Interface NoContentDocument

  • All Known Subinterfaces:
    BytesDocument, FilterableDocument, StringDocument

    public interface NoContentDocument
    A document which may have its non-content parts inspected.

    This document does not provide access to the document content and does not provide methods for cloning the document. This only provides a way to inspect non-content parts of document.

    • Method Detail

      • getURI

        URI getURI()
        The URI of the document.
        Returns:
        the URI of the document.
      • getMetadata

        com.google.common.collect.ImmutableListMultimap<String,​String> getMetadata()
        Metadata of the document.

        Metadata is accessible to the indexer with metamap configuration. Values may contain printable UTF-8 characters that do not contain new lines (line feeds) or carriage return. Metadata keys must only consist of printable non whitespace ASCII characters.
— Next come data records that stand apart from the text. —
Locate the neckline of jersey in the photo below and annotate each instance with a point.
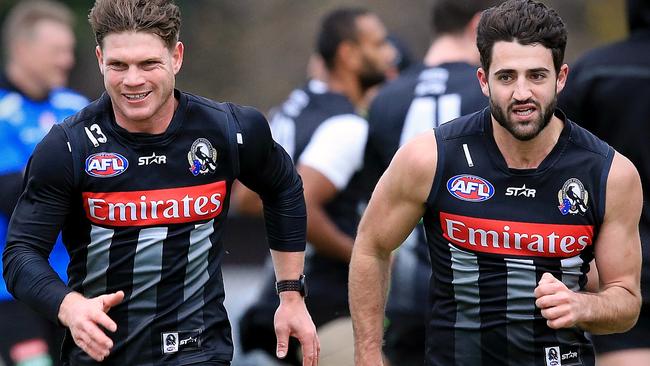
(137, 139)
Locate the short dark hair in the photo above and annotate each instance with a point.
(336, 27)
(526, 22)
(160, 17)
(452, 16)
(24, 16)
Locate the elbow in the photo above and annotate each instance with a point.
(633, 317)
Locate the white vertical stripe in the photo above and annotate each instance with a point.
(147, 273)
(97, 260)
(571, 273)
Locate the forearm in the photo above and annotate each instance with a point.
(30, 279)
(368, 286)
(613, 310)
(288, 266)
(325, 237)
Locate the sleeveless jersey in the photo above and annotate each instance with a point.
(319, 128)
(492, 233)
(147, 217)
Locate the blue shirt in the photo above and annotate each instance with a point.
(23, 123)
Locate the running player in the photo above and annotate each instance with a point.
(319, 127)
(139, 183)
(516, 201)
(442, 89)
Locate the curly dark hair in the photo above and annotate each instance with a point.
(526, 22)
(160, 17)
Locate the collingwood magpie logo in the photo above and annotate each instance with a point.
(202, 157)
(573, 197)
(170, 342)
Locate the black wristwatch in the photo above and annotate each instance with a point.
(292, 285)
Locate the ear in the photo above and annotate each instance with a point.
(177, 57)
(347, 55)
(482, 77)
(561, 78)
(100, 58)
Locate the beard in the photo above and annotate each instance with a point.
(519, 131)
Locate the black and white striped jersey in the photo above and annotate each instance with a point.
(418, 101)
(493, 231)
(145, 214)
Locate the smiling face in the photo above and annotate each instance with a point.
(139, 76)
(522, 85)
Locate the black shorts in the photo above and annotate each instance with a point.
(404, 339)
(27, 335)
(637, 337)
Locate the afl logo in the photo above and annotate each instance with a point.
(470, 188)
(105, 164)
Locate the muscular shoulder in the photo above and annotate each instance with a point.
(67, 99)
(623, 177)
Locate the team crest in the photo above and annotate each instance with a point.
(470, 188)
(202, 157)
(573, 197)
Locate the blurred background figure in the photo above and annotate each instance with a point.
(320, 127)
(608, 92)
(38, 50)
(444, 87)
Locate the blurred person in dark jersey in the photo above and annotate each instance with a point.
(608, 93)
(442, 88)
(516, 201)
(139, 184)
(320, 128)
(39, 55)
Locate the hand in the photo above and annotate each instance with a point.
(560, 306)
(292, 319)
(83, 317)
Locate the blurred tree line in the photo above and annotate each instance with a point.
(254, 52)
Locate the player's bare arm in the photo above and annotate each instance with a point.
(85, 316)
(292, 317)
(615, 307)
(396, 206)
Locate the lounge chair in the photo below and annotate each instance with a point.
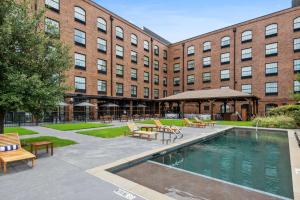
(135, 131)
(15, 155)
(188, 123)
(211, 123)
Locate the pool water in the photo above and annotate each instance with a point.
(258, 160)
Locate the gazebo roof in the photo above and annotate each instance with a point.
(211, 94)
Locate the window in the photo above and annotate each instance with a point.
(206, 77)
(271, 69)
(176, 67)
(101, 24)
(156, 50)
(297, 45)
(272, 49)
(146, 77)
(133, 74)
(191, 65)
(207, 62)
(247, 72)
(206, 46)
(51, 27)
(176, 81)
(146, 45)
(134, 40)
(225, 42)
(190, 79)
(79, 61)
(191, 51)
(119, 33)
(246, 36)
(119, 89)
(225, 58)
(80, 84)
(225, 75)
(146, 61)
(101, 45)
(297, 24)
(79, 37)
(247, 88)
(79, 15)
(120, 70)
(271, 30)
(246, 54)
(156, 65)
(133, 56)
(133, 90)
(119, 51)
(272, 88)
(52, 4)
(102, 87)
(102, 66)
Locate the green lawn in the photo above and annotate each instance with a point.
(107, 133)
(70, 127)
(57, 142)
(20, 131)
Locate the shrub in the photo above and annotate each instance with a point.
(281, 121)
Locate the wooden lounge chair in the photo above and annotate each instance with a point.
(135, 131)
(188, 123)
(211, 123)
(15, 155)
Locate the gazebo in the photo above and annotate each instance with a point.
(224, 96)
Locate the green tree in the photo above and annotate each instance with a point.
(32, 62)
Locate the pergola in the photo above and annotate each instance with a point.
(212, 96)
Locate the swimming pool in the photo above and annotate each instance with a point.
(258, 160)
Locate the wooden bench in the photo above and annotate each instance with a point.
(15, 155)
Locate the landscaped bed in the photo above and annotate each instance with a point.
(79, 126)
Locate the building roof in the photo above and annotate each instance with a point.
(212, 94)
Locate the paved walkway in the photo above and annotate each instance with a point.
(63, 176)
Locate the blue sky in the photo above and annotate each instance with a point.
(176, 20)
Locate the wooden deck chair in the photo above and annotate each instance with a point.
(15, 155)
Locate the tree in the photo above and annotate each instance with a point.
(32, 62)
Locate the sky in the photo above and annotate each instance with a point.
(176, 20)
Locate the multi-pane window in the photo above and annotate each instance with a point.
(191, 65)
(133, 74)
(246, 54)
(271, 30)
(246, 36)
(119, 33)
(206, 46)
(79, 14)
(119, 51)
(225, 42)
(206, 77)
(247, 88)
(101, 45)
(191, 50)
(246, 72)
(79, 61)
(272, 88)
(272, 49)
(102, 66)
(225, 58)
(101, 24)
(271, 69)
(133, 55)
(206, 61)
(79, 37)
(225, 75)
(80, 84)
(119, 70)
(102, 87)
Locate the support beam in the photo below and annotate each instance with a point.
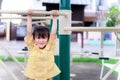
(7, 70)
(95, 29)
(26, 12)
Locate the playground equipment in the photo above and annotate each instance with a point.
(64, 37)
(20, 12)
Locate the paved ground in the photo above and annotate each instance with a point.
(83, 71)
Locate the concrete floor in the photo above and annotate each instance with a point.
(83, 71)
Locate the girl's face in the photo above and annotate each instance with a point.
(41, 42)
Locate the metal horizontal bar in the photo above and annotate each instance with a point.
(26, 12)
(76, 22)
(39, 18)
(92, 29)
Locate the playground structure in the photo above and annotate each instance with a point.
(64, 37)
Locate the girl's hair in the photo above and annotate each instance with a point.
(41, 32)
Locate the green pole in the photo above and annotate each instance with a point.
(64, 47)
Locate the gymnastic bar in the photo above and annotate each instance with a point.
(39, 18)
(92, 29)
(26, 12)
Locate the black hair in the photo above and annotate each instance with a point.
(41, 32)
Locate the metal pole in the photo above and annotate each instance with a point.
(64, 47)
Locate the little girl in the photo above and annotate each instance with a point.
(41, 43)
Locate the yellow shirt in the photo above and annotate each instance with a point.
(41, 65)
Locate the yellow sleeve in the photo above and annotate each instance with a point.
(52, 43)
(29, 42)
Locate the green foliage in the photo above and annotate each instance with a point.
(113, 16)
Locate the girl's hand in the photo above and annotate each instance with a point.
(30, 11)
(55, 13)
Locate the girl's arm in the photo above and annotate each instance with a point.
(54, 24)
(29, 23)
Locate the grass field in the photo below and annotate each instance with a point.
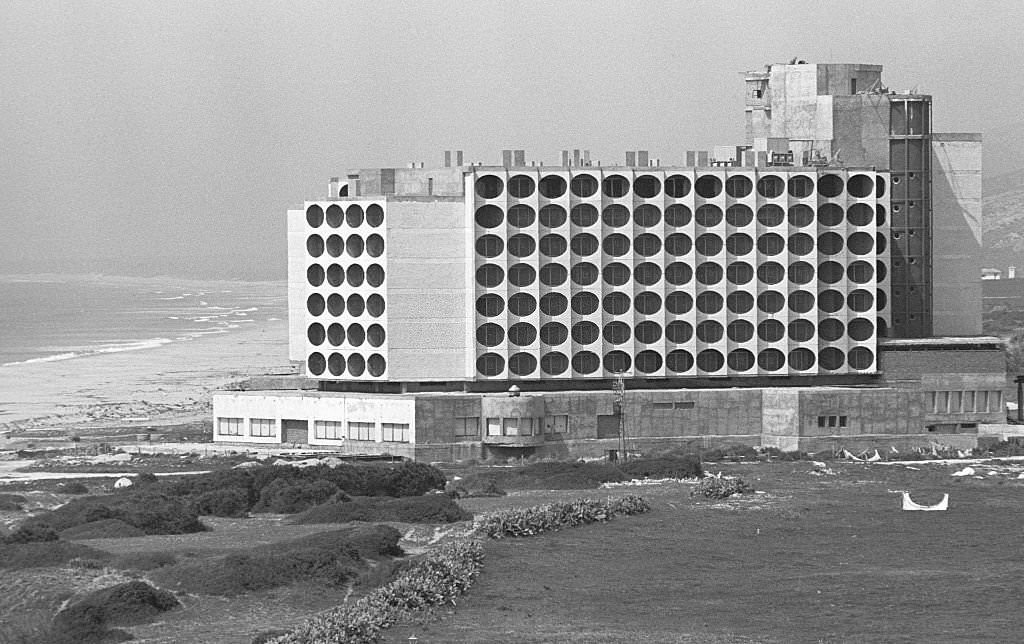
(816, 559)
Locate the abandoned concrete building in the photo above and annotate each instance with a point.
(816, 287)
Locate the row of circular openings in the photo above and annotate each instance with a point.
(678, 361)
(680, 273)
(677, 332)
(337, 335)
(678, 244)
(678, 215)
(682, 302)
(355, 365)
(354, 275)
(352, 216)
(353, 246)
(678, 185)
(336, 305)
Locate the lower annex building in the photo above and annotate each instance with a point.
(738, 298)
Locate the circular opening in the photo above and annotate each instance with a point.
(584, 185)
(488, 186)
(489, 305)
(314, 215)
(677, 186)
(554, 363)
(552, 216)
(552, 186)
(375, 215)
(314, 245)
(646, 186)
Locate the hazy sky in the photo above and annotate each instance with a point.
(170, 137)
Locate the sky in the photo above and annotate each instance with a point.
(169, 138)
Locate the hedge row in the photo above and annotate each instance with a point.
(527, 521)
(437, 578)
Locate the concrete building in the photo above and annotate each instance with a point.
(786, 292)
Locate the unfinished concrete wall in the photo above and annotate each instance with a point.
(956, 230)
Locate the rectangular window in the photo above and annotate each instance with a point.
(331, 430)
(229, 426)
(360, 431)
(262, 427)
(395, 432)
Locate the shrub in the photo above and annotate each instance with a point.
(721, 487)
(687, 466)
(528, 521)
(429, 509)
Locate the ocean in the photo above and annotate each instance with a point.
(50, 318)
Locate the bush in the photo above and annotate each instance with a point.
(687, 466)
(529, 521)
(429, 509)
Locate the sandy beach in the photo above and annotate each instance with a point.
(162, 385)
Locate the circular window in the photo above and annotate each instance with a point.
(314, 245)
(678, 215)
(615, 185)
(553, 304)
(647, 215)
(616, 303)
(770, 215)
(739, 302)
(583, 185)
(585, 333)
(771, 331)
(375, 215)
(679, 302)
(552, 186)
(552, 215)
(554, 333)
(647, 303)
(678, 273)
(770, 186)
(710, 302)
(488, 186)
(520, 186)
(489, 305)
(489, 216)
(647, 273)
(522, 304)
(554, 363)
(677, 186)
(679, 332)
(739, 272)
(679, 361)
(771, 359)
(314, 215)
(646, 186)
(830, 358)
(585, 362)
(616, 333)
(489, 365)
(553, 245)
(739, 331)
(489, 335)
(830, 329)
(709, 186)
(771, 272)
(489, 275)
(522, 334)
(615, 245)
(584, 273)
(584, 215)
(553, 274)
(801, 186)
(738, 186)
(615, 215)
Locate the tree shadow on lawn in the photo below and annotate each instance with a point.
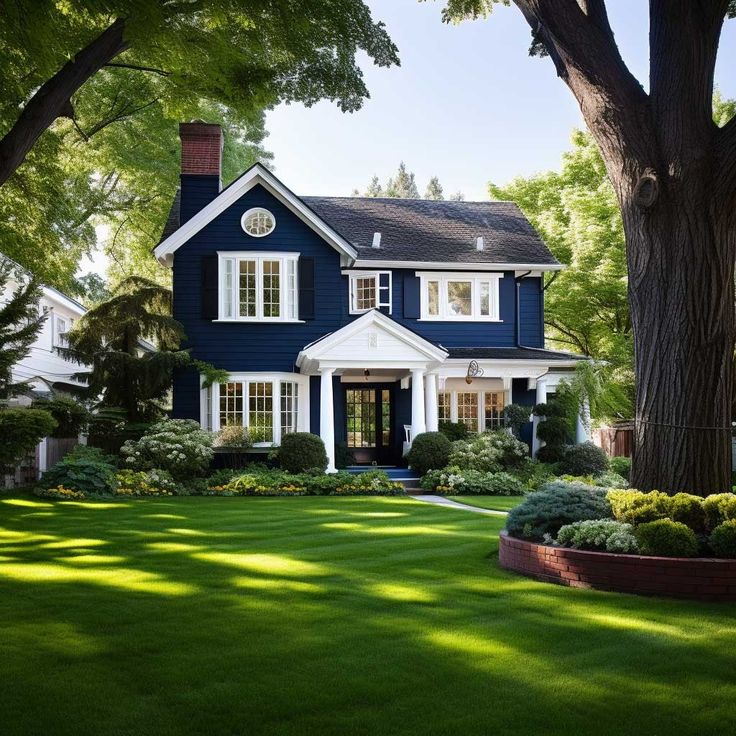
(323, 615)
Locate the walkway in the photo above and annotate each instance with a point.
(442, 501)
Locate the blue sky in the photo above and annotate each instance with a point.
(467, 104)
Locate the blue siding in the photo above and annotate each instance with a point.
(531, 303)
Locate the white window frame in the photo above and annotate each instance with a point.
(229, 294)
(383, 295)
(257, 211)
(476, 280)
(210, 402)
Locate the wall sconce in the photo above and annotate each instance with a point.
(474, 371)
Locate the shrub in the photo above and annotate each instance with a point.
(554, 505)
(302, 451)
(516, 417)
(489, 452)
(666, 538)
(620, 465)
(584, 459)
(233, 436)
(636, 507)
(472, 482)
(70, 416)
(688, 509)
(718, 508)
(722, 539)
(179, 446)
(429, 451)
(84, 469)
(454, 430)
(21, 430)
(598, 534)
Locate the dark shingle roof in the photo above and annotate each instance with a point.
(424, 230)
(518, 353)
(434, 231)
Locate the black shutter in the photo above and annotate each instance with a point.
(411, 297)
(209, 287)
(306, 288)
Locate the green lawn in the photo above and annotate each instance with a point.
(303, 616)
(497, 503)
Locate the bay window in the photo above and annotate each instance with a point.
(258, 287)
(460, 296)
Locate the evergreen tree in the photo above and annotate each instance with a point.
(434, 189)
(20, 323)
(110, 338)
(403, 185)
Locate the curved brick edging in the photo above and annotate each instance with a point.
(701, 578)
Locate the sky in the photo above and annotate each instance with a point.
(468, 104)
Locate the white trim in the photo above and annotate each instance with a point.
(476, 279)
(257, 174)
(458, 266)
(257, 211)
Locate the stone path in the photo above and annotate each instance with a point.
(449, 503)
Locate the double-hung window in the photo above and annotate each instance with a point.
(460, 296)
(369, 290)
(258, 287)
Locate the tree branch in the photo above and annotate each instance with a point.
(53, 98)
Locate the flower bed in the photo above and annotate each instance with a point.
(680, 577)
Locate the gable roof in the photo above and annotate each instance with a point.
(425, 231)
(256, 174)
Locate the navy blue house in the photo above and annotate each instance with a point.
(363, 320)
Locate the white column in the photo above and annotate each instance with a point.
(418, 425)
(327, 416)
(582, 427)
(430, 399)
(541, 399)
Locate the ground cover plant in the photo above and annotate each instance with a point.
(326, 616)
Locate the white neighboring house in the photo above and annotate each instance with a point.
(43, 368)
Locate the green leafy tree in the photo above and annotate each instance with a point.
(434, 189)
(402, 185)
(20, 323)
(673, 171)
(112, 338)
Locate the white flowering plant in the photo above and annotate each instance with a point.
(179, 446)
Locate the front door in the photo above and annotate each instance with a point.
(368, 417)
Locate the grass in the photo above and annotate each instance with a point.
(497, 503)
(329, 616)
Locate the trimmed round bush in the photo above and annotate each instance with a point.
(620, 465)
(584, 459)
(666, 538)
(302, 451)
(556, 504)
(598, 534)
(722, 539)
(429, 451)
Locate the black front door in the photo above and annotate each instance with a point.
(368, 417)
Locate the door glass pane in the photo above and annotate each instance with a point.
(385, 417)
(361, 417)
(467, 410)
(459, 298)
(271, 289)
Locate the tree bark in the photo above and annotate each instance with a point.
(53, 99)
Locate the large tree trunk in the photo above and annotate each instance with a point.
(681, 264)
(53, 99)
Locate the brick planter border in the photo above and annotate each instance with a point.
(700, 578)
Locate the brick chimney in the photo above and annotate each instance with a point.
(201, 166)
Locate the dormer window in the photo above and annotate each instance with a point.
(369, 290)
(470, 297)
(258, 287)
(258, 222)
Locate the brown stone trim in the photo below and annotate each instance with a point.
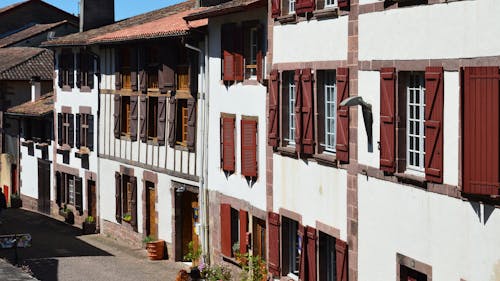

        The Content-Type metadata, if set, should be the content type of the original document. It must have no more than one value. Unlike getMimeType() this value will not change during filtering unless a filter is correcting the original content type. Metadata with keys that start with

        X-Fun
        should not be edited or removed or added.

        For web crawls this will initially contain the HTTP headers returned from the server, thus keys which might conflict with existing standard HTTP headers should be avoided.

        Returns:
        a immutable map of the documents metadata.
      • getCopyOfMetadata

        com.google.common.collect.ListMultimap<String,​String> getCopyOfMetadata()
        Gets a mutable copy of the documents metadata.
        Returns:
        a mutable copy of the documents metadata.
      • getCharset

        Optional<Charset> getCharset()
        Returns the possible charset of the document.

        If a filter edits the charset of the bytes, the filter must also ensure the returned document produces the new charset from this method

        Returns:
        the charset of the current content of the document or empty if it is unknown.
      • getDocumentType

        DocumentType getDocumentType()
        Returns the document type of this filterable document, this may not be the original document type.

        If a filter changes the type of a document e.g. CSV to JSON the document type of the Filterable Document should be changed rather than the Content-Type in the headers.

        If the implementation describes a charset it should be ignored with preference to the charset returned by getCharset().

        Returns:
        the document type for current document content (not the original document type which may have changed with filtering)